Together with the Swedish piano artist Robert Wells, he created Rhapsody in Rock with Magic. This was a big show that combined live orchestral music with magic. They started in 2002, and they met again and used the same concept in the Christmas Spectacular Show.

In 2003, Labero had over 30 Ship of Illusions shows along the Scandinavian coast. Bill Clinton attended one of the shows.

In September 2007, his show Invited to Labero with an Asian theme started at Rondo in Gothenburg, Sweden. In 2010, the show was shown over 300 times and sold over 300.000 tickets.

In 2010, Labero hosted magic shows in Hamburger Börs in Stockholm, from 10 September to 30 October.

In November 2010, Labero hosted a six-month-long magic show at Jupiters Casino in Australia. The show was produced by Danze Fantasy Productions.

In 2018, Labero landed his newest show INFERNO: The Fire Spectacular in Las Vegas at the Paris Hotel and Casino.

== Awards ==
In July 2009, Labero received the award "Illusionist of the decade" in connection with the magic World Cup in Beijing, which was held from 26–31 July, 2009. Previously, this award has been received by David Copperfield and Siegfried & Roy.
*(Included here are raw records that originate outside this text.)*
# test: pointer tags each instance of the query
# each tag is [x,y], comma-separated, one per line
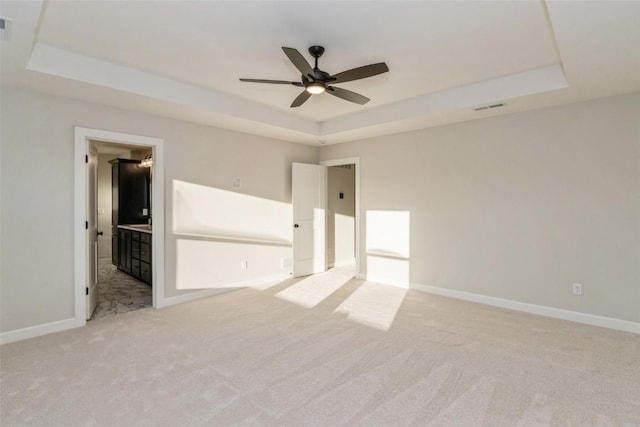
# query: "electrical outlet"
[577,289]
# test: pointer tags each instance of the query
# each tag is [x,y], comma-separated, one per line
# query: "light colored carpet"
[356,354]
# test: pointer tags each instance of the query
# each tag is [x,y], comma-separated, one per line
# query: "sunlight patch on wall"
[227,239]
[199,210]
[374,305]
[207,264]
[314,289]
[388,247]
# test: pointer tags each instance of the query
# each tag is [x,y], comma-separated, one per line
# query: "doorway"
[90,142]
[117,291]
[343,222]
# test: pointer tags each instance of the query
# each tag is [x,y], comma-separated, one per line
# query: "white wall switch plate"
[577,289]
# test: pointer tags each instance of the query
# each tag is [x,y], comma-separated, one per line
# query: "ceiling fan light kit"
[315,81]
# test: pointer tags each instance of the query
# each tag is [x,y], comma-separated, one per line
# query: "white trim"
[191,296]
[38,330]
[541,310]
[82,137]
[352,161]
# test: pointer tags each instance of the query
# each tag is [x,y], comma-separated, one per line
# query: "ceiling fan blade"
[347,95]
[298,60]
[277,82]
[300,99]
[360,73]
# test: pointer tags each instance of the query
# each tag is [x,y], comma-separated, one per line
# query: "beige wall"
[518,207]
[104,205]
[37,190]
[341,215]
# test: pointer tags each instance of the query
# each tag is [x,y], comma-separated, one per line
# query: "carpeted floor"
[324,351]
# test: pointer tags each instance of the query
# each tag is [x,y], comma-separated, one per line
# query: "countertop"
[143,228]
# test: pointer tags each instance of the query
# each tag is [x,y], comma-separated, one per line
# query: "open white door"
[309,205]
[92,234]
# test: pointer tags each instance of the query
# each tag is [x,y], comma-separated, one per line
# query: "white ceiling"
[182,59]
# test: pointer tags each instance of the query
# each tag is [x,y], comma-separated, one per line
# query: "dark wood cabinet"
[135,254]
[124,250]
[130,197]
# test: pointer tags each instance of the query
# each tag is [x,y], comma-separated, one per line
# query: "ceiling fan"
[316,81]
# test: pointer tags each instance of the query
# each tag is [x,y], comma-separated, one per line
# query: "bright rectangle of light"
[314,289]
[199,210]
[374,305]
[388,233]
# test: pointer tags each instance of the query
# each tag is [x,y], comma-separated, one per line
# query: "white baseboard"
[203,293]
[573,316]
[36,331]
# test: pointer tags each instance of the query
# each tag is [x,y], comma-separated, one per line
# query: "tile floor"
[118,292]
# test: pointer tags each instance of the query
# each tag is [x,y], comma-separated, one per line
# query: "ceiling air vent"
[5,29]
[489,107]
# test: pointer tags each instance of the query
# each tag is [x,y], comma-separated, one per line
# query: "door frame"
[352,161]
[81,146]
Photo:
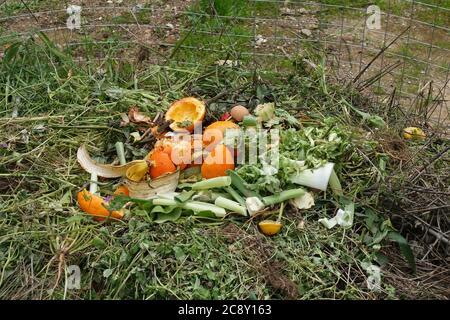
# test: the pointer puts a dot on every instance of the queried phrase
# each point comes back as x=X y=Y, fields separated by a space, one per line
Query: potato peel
x=148 y=189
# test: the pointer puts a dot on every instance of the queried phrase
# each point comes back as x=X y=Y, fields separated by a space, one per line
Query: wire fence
x=263 y=34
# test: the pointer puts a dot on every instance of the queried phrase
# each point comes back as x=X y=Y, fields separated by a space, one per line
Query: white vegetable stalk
x=230 y=205
x=314 y=178
x=305 y=201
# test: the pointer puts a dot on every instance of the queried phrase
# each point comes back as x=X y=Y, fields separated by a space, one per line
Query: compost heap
x=211 y=173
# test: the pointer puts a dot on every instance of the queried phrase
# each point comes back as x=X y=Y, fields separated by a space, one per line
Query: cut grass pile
x=50 y=105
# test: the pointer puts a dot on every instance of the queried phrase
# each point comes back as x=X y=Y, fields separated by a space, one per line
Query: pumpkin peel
x=96 y=206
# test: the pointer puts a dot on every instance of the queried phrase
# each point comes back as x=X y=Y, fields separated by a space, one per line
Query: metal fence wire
x=409 y=39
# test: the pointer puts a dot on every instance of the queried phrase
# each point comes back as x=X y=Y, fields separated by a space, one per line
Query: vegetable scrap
x=248 y=164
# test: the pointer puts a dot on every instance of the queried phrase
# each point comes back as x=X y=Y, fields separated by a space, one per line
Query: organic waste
x=306 y=158
x=185 y=114
x=199 y=174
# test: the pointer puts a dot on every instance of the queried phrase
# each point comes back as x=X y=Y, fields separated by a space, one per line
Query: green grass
x=62 y=104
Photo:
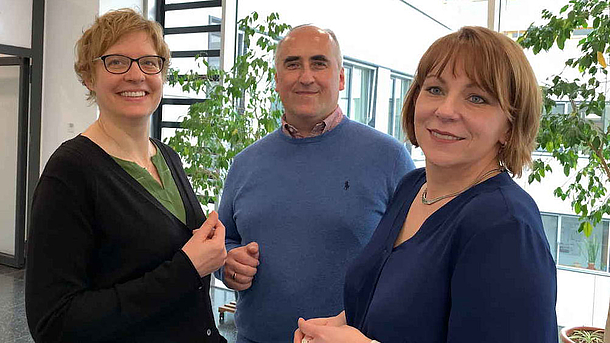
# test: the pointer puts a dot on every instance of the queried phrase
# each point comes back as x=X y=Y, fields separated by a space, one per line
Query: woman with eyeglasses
x=118 y=247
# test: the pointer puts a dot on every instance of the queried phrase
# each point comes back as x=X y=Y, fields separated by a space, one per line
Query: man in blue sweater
x=299 y=204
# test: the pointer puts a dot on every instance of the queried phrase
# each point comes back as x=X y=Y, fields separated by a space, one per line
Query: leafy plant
x=239 y=107
x=571 y=136
x=587 y=336
x=590 y=248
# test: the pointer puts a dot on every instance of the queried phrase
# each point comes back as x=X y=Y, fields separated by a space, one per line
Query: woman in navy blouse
x=461 y=254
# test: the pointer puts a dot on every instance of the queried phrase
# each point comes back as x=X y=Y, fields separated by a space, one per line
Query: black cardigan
x=104 y=260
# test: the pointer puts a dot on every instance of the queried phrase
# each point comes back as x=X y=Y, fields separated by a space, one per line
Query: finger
x=306 y=328
x=242 y=279
x=242 y=269
x=241 y=257
x=252 y=249
x=206 y=228
x=219 y=232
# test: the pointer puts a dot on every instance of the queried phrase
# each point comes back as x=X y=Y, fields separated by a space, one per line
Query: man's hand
x=206 y=249
x=240 y=267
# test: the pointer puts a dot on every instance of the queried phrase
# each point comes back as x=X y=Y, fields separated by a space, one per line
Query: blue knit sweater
x=311 y=204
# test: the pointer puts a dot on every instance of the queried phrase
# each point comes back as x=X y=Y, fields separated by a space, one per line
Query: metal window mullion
x=559 y=230
x=193 y=5
x=191 y=29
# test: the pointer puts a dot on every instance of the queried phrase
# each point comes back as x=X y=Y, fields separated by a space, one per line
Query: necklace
x=478 y=180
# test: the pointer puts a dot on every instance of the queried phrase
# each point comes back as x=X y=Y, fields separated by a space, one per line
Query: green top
x=167 y=193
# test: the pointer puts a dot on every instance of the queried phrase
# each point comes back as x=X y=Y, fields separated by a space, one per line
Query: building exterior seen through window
x=399 y=86
x=573 y=248
x=356 y=100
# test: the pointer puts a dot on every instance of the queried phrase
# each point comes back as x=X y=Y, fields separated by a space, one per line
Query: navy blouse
x=479 y=269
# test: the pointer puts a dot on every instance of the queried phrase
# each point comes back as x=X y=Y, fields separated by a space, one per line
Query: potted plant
x=582 y=334
x=569 y=136
x=239 y=109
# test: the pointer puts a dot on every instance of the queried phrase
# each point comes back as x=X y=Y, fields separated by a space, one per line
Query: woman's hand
x=328 y=330
x=335 y=321
x=206 y=249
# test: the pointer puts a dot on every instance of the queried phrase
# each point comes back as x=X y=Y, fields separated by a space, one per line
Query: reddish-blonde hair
x=105 y=32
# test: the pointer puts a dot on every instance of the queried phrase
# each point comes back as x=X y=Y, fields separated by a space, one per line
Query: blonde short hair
x=498 y=66
x=105 y=32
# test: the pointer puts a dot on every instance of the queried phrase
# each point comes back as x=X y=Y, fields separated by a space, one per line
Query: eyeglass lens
x=119 y=64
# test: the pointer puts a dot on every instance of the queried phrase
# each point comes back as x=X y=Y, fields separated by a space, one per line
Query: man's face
x=308 y=77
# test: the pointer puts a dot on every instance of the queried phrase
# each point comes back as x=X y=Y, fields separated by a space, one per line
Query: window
x=573 y=247
x=356 y=99
x=550 y=229
x=399 y=87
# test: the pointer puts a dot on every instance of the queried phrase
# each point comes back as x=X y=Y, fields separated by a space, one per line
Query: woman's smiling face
x=458 y=124
x=133 y=94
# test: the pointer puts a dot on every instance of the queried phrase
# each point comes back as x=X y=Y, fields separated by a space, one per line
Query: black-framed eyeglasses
x=120 y=64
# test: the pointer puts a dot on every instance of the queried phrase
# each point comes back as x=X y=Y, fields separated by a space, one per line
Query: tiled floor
x=14 y=328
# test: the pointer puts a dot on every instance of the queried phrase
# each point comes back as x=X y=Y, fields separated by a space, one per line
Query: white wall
x=385 y=32
x=16 y=23
x=9 y=107
x=65 y=111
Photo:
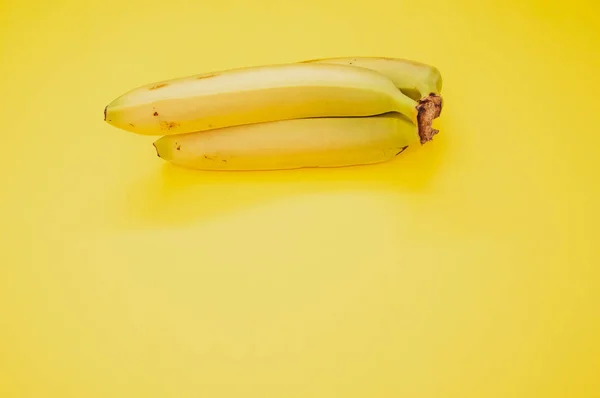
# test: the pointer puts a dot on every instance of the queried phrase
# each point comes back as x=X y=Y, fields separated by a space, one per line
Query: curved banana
x=292 y=144
x=261 y=94
x=415 y=79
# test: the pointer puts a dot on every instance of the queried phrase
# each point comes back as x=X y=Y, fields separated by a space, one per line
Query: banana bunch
x=330 y=112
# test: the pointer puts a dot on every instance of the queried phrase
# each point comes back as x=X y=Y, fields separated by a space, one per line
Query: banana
x=263 y=94
x=415 y=79
x=292 y=144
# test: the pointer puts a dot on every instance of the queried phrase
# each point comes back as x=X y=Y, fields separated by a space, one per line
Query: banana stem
x=428 y=109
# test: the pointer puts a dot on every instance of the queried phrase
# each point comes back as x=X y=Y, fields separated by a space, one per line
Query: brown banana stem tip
x=428 y=109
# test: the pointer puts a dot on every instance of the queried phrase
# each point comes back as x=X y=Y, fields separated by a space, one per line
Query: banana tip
x=428 y=109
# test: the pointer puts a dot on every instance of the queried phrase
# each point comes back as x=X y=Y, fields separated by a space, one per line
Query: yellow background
x=465 y=268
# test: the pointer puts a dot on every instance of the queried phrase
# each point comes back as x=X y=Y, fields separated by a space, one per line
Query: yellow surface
x=466 y=268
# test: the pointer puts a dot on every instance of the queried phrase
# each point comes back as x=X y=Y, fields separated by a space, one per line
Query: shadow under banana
x=175 y=196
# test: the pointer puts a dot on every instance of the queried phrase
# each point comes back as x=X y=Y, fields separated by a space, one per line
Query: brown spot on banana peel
x=401 y=150
x=428 y=109
x=164 y=125
x=157 y=86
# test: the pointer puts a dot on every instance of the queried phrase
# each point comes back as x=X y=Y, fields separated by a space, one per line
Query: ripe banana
x=264 y=94
x=415 y=79
x=292 y=144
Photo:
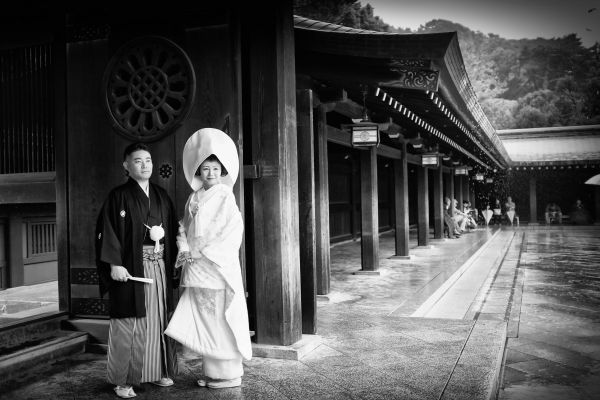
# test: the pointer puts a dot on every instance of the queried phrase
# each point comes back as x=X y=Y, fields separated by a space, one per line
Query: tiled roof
x=540 y=146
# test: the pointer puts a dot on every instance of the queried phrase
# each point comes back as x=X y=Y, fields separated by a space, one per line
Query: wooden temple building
x=342 y=133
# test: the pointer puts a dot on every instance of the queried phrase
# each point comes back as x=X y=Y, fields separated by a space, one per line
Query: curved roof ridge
x=312 y=24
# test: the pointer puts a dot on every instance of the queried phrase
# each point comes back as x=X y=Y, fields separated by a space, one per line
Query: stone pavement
x=553 y=348
x=371 y=346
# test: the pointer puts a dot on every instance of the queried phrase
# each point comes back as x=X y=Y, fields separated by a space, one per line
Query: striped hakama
x=137 y=351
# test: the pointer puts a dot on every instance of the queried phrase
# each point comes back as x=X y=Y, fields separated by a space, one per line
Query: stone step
x=24 y=359
x=477 y=372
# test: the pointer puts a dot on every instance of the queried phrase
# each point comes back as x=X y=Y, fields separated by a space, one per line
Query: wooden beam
x=272 y=123
x=349 y=109
x=329 y=95
x=322 y=201
x=438 y=203
x=27 y=193
x=335 y=135
x=414 y=159
x=389 y=152
x=369 y=210
x=306 y=204
x=401 y=205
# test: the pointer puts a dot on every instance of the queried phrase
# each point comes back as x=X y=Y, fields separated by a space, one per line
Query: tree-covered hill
x=522 y=83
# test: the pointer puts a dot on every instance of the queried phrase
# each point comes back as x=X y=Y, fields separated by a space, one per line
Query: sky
x=511 y=19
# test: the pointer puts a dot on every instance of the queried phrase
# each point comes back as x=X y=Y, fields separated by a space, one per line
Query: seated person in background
x=470 y=213
x=487 y=214
x=579 y=215
x=511 y=210
x=459 y=217
x=453 y=230
x=553 y=213
x=497 y=216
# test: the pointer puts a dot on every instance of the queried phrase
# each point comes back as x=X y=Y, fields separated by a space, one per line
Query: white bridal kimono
x=211 y=317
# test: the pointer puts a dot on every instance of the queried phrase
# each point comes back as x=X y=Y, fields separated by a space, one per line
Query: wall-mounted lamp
x=461 y=171
x=429 y=160
x=417 y=142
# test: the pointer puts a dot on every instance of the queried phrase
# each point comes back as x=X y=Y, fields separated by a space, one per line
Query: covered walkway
x=371 y=346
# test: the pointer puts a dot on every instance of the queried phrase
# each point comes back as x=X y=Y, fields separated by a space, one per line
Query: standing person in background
x=136 y=237
x=553 y=213
x=211 y=318
x=579 y=215
x=511 y=210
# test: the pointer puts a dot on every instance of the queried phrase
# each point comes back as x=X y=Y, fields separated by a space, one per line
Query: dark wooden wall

It intends world touring illusions during the years 2000–2009. The prize is awarded by The Merlin Award Society, which is the Oscar organization of the magic world and is based in Las Vegas.

== Private life ==
Joe Labero is engaged to international photographer Anna Vinterfall. Together, they have a daughter named Nicole Vinterfall Labero, who was born on 12 January 2008.